Chiefs wide receiver Dwayne Bowe wants a monster contract. He wants his salary to be comparable to that of Cardinals’ Larry Fitzgerald, Lions’ Calvin Johnson, and Texans’ Andre Johnson. And it looks increasingly unlikely he’ll get his wish granted while dawning a tomato red Chiefs uniform.
When the deadline to sign franchise players to a long-term contract came and went, Bowe and Chiefs remained in a dispute that, according to numerous sources, was never close to being resolved. The Chiefs are unwilling to give into Bowe’s demands and offer him a hefty contract, while Bowe believes his extremely consistent play over the past 5 seasons has earned him an immense payday.

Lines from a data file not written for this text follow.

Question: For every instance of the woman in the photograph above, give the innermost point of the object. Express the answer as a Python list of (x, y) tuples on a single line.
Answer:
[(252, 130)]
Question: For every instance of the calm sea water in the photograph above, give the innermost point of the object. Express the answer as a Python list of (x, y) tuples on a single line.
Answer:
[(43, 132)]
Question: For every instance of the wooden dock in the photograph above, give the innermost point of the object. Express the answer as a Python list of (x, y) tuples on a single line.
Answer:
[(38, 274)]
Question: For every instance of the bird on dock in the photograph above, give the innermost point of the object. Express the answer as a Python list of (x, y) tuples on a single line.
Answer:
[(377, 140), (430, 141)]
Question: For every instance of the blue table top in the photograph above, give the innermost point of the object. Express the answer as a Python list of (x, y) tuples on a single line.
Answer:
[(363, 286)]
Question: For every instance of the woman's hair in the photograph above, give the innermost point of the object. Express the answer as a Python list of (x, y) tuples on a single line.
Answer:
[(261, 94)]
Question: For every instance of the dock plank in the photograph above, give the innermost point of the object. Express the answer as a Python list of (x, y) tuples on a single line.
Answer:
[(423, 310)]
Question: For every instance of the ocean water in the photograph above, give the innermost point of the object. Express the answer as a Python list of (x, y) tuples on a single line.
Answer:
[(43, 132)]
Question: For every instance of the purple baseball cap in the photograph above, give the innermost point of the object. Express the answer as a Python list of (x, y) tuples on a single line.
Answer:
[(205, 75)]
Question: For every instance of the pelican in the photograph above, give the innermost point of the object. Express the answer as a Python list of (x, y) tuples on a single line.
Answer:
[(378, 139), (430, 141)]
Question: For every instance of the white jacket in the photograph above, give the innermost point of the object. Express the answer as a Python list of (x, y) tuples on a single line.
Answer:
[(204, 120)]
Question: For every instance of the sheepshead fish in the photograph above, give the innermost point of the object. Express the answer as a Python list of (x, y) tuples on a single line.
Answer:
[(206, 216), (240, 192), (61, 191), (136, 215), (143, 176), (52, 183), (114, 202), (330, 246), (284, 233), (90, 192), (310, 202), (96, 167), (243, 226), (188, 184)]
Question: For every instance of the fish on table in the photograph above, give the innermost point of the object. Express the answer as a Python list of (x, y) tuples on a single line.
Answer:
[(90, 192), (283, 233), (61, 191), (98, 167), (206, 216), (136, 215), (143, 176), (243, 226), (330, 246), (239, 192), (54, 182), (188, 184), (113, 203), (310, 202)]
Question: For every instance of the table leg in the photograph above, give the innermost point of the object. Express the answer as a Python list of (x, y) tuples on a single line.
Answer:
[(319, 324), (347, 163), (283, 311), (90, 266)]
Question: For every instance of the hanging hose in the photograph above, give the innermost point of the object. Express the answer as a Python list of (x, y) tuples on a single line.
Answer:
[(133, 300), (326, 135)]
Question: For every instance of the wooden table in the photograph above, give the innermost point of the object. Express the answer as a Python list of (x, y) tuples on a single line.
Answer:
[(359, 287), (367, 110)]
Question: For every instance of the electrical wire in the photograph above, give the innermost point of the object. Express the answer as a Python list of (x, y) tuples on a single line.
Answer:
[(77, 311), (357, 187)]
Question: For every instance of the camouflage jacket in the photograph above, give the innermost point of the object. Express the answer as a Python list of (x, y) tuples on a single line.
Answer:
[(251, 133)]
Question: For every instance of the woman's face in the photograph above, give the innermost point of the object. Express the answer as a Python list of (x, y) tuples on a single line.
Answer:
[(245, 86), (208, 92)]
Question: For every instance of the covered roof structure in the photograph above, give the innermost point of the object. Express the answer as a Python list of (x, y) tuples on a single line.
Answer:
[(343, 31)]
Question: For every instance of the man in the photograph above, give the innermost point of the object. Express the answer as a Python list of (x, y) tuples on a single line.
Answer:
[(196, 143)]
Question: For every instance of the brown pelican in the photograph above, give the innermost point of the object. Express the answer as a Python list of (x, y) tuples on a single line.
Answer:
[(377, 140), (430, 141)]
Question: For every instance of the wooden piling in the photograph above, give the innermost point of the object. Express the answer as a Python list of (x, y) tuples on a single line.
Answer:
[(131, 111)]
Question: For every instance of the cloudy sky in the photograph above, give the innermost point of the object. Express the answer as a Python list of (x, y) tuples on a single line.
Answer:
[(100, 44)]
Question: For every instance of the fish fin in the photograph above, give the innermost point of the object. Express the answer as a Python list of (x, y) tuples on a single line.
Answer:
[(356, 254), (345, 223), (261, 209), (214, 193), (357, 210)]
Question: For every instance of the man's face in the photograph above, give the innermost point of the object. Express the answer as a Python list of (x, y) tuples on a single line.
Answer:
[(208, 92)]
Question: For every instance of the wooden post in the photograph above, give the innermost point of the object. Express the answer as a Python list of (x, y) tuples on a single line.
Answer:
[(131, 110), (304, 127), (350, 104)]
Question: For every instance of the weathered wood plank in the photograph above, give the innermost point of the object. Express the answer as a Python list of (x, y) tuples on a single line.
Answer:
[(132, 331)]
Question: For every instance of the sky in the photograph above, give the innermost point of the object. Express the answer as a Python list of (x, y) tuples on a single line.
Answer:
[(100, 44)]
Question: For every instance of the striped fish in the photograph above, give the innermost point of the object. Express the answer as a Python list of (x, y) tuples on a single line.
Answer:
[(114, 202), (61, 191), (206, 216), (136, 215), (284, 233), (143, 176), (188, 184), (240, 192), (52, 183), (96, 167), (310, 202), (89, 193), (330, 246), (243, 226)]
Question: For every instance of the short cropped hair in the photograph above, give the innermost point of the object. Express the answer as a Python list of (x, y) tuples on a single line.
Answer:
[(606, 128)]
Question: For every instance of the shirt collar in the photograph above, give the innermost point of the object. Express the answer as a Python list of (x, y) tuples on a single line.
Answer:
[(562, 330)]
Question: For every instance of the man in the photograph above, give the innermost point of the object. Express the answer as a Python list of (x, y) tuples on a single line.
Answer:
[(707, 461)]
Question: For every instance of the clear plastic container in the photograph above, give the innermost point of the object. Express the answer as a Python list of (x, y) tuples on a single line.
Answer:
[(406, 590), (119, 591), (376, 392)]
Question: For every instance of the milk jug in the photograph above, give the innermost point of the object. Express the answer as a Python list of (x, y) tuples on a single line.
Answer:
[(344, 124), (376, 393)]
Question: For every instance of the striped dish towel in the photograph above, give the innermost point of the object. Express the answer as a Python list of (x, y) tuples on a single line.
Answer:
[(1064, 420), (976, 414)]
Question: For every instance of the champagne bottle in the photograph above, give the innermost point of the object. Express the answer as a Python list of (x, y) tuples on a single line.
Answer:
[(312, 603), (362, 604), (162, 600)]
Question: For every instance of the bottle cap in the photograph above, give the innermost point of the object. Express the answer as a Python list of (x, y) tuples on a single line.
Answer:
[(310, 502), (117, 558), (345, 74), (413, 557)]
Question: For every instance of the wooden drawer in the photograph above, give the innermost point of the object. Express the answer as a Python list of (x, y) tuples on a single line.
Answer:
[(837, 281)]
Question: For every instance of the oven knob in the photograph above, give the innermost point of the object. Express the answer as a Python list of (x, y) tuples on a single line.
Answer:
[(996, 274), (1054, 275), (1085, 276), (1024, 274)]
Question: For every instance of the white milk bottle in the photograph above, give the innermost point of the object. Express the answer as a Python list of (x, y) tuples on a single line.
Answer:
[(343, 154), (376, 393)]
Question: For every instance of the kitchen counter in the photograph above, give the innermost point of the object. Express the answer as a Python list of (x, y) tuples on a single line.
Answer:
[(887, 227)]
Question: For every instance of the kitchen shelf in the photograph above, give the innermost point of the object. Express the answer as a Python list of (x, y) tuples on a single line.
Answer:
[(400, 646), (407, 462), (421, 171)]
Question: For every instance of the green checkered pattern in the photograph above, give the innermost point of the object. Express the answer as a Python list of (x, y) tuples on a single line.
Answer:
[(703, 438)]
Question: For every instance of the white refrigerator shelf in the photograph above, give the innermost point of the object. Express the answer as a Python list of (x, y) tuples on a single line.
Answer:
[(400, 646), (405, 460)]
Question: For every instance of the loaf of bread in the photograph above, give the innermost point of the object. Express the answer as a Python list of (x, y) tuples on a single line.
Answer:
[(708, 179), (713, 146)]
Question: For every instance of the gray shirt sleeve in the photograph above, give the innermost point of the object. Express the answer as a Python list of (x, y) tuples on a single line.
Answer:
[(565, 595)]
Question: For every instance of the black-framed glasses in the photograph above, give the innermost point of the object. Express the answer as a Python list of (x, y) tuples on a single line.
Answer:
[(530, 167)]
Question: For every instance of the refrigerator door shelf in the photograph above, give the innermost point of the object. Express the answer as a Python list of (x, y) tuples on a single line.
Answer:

Kansas City wants Bowe to be motivated under a one-year contract, and the harsh reality is, they are probably very comfortable with the high probability that Bowe leaves in 2013. The Chiefs could still use the franchise tag on Bowe next year, but that would mean his salary would climb to 11.4 million for the 2013 season. The possibility of Kansas City giving Bowe the franchise tag in 2013 is certainly there. But if that doesn’t expose their lack of trust in Bowe, I don’t know what does.
While Bowe does try to be the best player he can be, sometimes a little too hard, he comes off as extremely unreliable, very difficult to read, and consumed by his own ego. Bowe has dropped too many balls in the 4th quarter of close games, ran the wrong route too many times in clutch situations, and has displayed immaturity on and off the field frequently.
Bowe’s report card contains as many question marks and sad faces as checks and smiles. Which is why it was hard to know how authentic his good-soldier performances were the last two years. Maybe they’re legit. Maybe they’re the act of a man who wanted a contract that pays him $40 million to $50 million guaranteed.
That was Bowe’s sin in all this: He seems to want so badly to be a superstar immediately that he’s not willing to wait for it to occur naturally. He wants to be a cover boy and an icon, and he wants it now. As Larry Johnson learned, Kansas City isn’t always the best place for that. As Kansas City and the Chiefs learned, a talented athlete who can’t fit into the organizational and geographical mind-set, usually finds his way out of town.
Those of you criticizing Scott Pioli for not coming to an agreement with Bowe and his advisors need to step back and look at Pioli’s body of work. Pioli has done a good job of keeping the homegrown talent here in Kansas City for the most part, as both Brandon Flowers and Tamba Hali signed long-term contract extensions to stay in town last summer. Jamaal Charles and Derrick Johnson both have very team-friendly contracts and both will remain in Chiefs uniforms for the foreseeable future.
However, critics of Pioli for being a cheap owner are certainly justified. Pioli never seems interested in signing high-quality players unless the player comes at a significant discount. When fullback Le’ron McClain was a free agent last summer, the Chiefs never expressed interest in McClain until his value dropped dramatically. Fullback was a position of need for the Chiefs, but Pioli would only fill the need if the financial ramifications were minimal.
Earlier this year, the Chiefs passed on bringing back cornerback Brandon Carr, a homegrown player that developed into a very solid NFL cornerback. Carr flew the coup and signed with the Dallas Cowboys for a ludicrous 60 million dollars over 5 years. Carr is worth no where near close to that type of money, but it would have been nice to see Pioli and his staff at least attempt to keep Carr in a Chiefs uniform.
The Chiefs have been preparing for life after Bowe for quite some time. They drafted Jonathan Baldwin, a physical possession receiver, in the 1st round of the 2011 draft. He would likely be looked upon to fill Bowe’s shoes shall he leave Kansas City. Hopefully Bowe realizes that he can be a superstar, but only in the right system and environment. I’m just not sure that environment will be Kansas City.